Similarly, close to 48% felt that the world should take notice of companies like JP Morgan Chase that’s been spending billions on cyber-related changes such as infrastructure modernization, developer tools, embedding cybersecurity controls into their business and providing enhanced training to their employees on cyber vigilance.
The study quotes Morgan Stanley CEO James Gorman to suggest that tech spend going up is a good sign as it’s displacing things that employees would have otherwise done manually.

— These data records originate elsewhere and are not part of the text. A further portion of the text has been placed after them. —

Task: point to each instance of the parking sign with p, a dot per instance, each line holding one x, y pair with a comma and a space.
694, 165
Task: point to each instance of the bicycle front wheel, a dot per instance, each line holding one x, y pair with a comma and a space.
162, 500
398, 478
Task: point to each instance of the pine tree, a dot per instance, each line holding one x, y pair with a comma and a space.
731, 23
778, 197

About 45% of those surveyed said they believed that automatic work would continue, irrespective of the number of layoffs that these efforts appear to have engineered in recent times.

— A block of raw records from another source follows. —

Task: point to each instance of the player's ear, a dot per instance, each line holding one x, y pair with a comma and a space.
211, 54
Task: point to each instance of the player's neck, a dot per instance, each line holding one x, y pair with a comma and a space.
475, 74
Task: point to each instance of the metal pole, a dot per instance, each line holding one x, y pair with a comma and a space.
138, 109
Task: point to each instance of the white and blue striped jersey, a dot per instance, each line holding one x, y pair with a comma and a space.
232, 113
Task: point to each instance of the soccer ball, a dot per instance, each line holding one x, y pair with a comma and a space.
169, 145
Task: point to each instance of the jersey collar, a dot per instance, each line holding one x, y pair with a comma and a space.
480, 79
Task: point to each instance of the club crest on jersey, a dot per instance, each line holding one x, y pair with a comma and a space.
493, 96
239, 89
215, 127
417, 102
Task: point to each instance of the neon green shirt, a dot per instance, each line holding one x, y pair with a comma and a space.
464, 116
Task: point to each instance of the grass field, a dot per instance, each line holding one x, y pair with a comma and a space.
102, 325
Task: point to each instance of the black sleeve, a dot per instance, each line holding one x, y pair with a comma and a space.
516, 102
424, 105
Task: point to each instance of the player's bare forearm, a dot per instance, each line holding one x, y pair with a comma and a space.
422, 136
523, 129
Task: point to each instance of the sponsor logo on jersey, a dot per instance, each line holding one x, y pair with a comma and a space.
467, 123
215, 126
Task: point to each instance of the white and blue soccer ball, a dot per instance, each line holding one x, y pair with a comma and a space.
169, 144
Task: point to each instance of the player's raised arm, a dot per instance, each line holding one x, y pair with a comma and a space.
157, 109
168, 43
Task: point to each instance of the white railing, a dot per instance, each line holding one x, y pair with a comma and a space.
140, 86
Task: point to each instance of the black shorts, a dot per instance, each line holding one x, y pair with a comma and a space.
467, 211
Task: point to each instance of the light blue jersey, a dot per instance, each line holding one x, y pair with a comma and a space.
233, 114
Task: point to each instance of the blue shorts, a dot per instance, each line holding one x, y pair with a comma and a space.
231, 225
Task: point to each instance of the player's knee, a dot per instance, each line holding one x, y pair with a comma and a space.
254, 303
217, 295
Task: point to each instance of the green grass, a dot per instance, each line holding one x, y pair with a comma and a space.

It’s about lowering costs and redesigning products
Similarly, the CEOs were clear that it was only through early action to lower costs and protect the balance sheets that enterprises could ride through the economic downturn in 2023. McKinsey research says companies that had outperformed peers during the 2008 crisis cut operating costs by 1% before the downturn, while the others expanded costs by 1%. The best performers also reduced their debt by $1 for every $1 of book capital before the downturn.

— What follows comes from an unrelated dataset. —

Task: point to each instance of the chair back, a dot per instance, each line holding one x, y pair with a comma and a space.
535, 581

As per the survey, 76% of the respondents felt reducing operating expenses was crucial. While the tech industry felt it had already done so by shedding jobs, others looked at supply chain renegotiations, tax optimization, deferring capital spending, tightening expense policies and increasing employee productivity as some of the ways to achieve the same outcomes.
Around 61% felt that redesigning products and services should be part of the CEO playbook to tide over the challenges of 2023, especially those related to the economic slump and inflation. The CEOs feel that costs saved via reduced operating expenses could be used to improve products and services to attract new customers and retain existing ones.
Reassess and go beyond geographies
More than 54% of the respondents felt that there would be a need to reassess strategic and economic assumptions on an ongoing basis through the year. The idea is to stay nimble with a focus on agility and adaptability, specifically with relation to pricing strategies that could offset cost increases during the inflationary cycle.
The CEOs also responded to queries around growing geopolitical risks stating that building robust compliance capabilities, creating resilience in supplier networks and investments in monitoring and response capabilities need to be part of the playbook.
While 65% felt companies must build up trade compliance and improve how they scree different customers and companies, 62% of the respondents pointed to the Apple path of ensuring that components arrive in multiple geographies to assembly lines that are also cutting across geopolitical boundaries.